# Voir le finder de l'iphone sur mon mac



## franckygoes (16 Novembre 2011)

Bonjour et bonne semaine à tous,

étant nouveau sur le forum, j'espère être sur le bon forum.

Je cherche une app pour iphone non jailbreaké ( il me semble avoir lu un article à ce sujet récemment sur un hebdomadaire ) qui me permette de voir le finder de mon iphone.

De la sorte, je pourrai l'optimiser en utilisant TechTool Pro et CleanMyMac, et en supprimant tout ce qui est superflu (langues,tec....).

Merci de votre aide.

Si pas d'app, peut être une piste ou un tutoriel ( pas de jailbreak ).
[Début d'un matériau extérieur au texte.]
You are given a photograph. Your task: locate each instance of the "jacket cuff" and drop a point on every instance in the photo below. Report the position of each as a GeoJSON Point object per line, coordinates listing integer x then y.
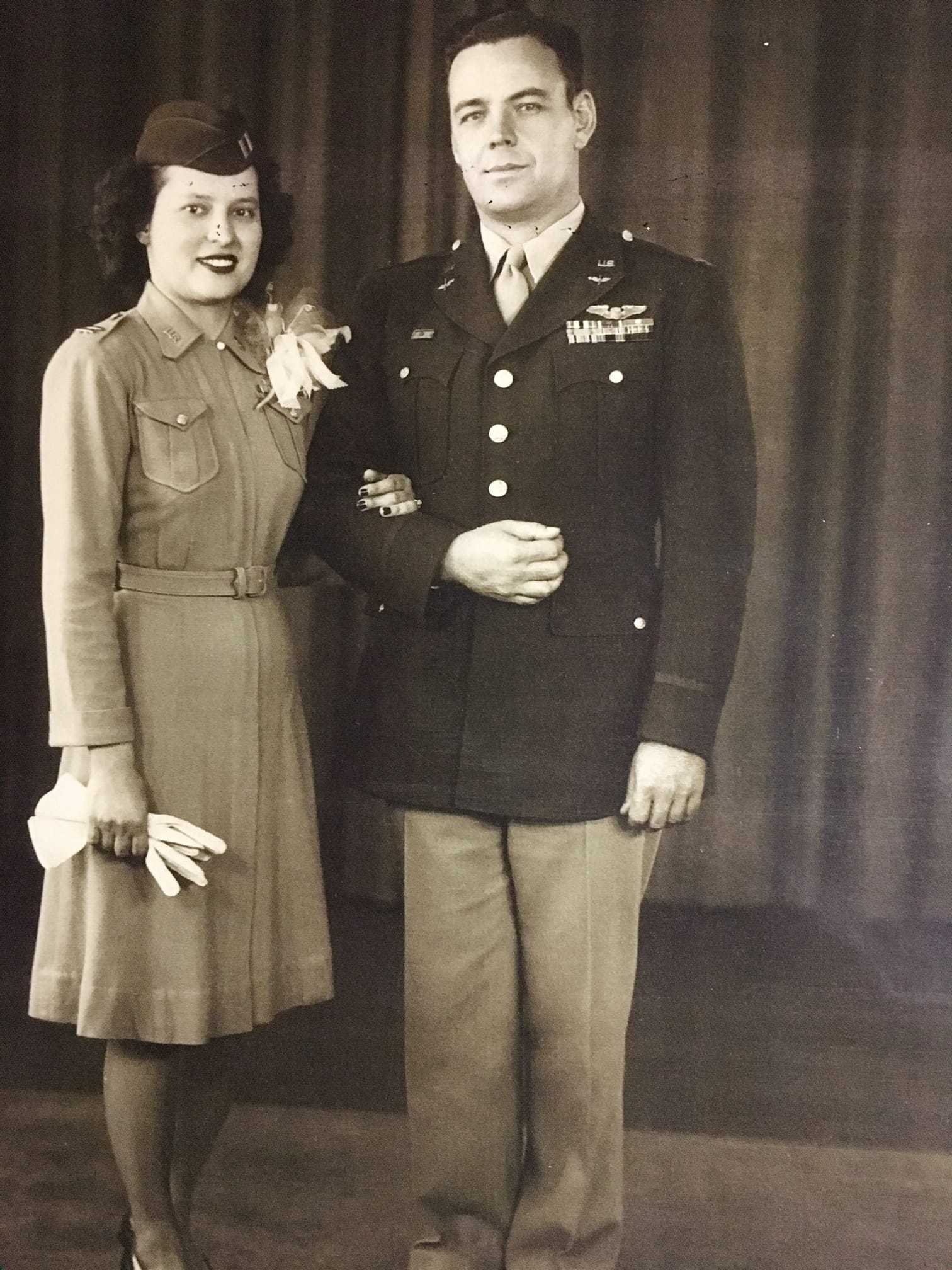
{"type": "Point", "coordinates": [92, 727]}
{"type": "Point", "coordinates": [414, 568]}
{"type": "Point", "coordinates": [681, 714]}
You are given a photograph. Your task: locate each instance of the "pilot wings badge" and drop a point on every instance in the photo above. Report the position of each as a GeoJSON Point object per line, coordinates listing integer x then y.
{"type": "Point", "coordinates": [616, 312]}
{"type": "Point", "coordinates": [611, 324]}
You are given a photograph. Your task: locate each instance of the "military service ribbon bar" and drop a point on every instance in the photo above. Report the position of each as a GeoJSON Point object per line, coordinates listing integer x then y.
{"type": "Point", "coordinates": [601, 332]}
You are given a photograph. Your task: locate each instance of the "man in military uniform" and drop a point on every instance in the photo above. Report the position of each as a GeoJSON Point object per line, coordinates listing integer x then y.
{"type": "Point", "coordinates": [552, 646]}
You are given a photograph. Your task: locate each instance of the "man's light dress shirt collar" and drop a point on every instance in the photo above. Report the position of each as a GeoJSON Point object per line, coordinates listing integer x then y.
{"type": "Point", "coordinates": [540, 251]}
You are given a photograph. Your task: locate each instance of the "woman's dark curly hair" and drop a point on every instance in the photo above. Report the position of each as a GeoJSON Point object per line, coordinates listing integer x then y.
{"type": "Point", "coordinates": [123, 202]}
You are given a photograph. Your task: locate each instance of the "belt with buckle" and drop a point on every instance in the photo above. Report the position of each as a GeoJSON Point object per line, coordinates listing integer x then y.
{"type": "Point", "coordinates": [243, 582]}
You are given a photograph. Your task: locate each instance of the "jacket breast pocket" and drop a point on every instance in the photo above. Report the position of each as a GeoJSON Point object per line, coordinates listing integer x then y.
{"type": "Point", "coordinates": [176, 442]}
{"type": "Point", "coordinates": [421, 392]}
{"type": "Point", "coordinates": [604, 401]}
{"type": "Point", "coordinates": [288, 430]}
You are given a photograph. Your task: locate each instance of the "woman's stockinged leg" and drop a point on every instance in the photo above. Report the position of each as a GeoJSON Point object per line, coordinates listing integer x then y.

Merci encore et bonne fin de semaine.


----------



## pepeye66 (17 Novembre 2011)

C'est quoi que tu veux sonder ?

Itunes te permet de visualiser les Apps (et même de les classer), les vidéos, les films, les musiques, les livres, les pdf qui sont sur ton iphone... Que cherches tu donc exactement ?


----------



## Bigdidou (19 Novembre 2011)

pepeye66 a dit:


> C'est quoi que tu veux sonder ?




Sinon : inscription en 2005, 1 message, demande absurde : je crois qu'il vaut mieux passer.


----------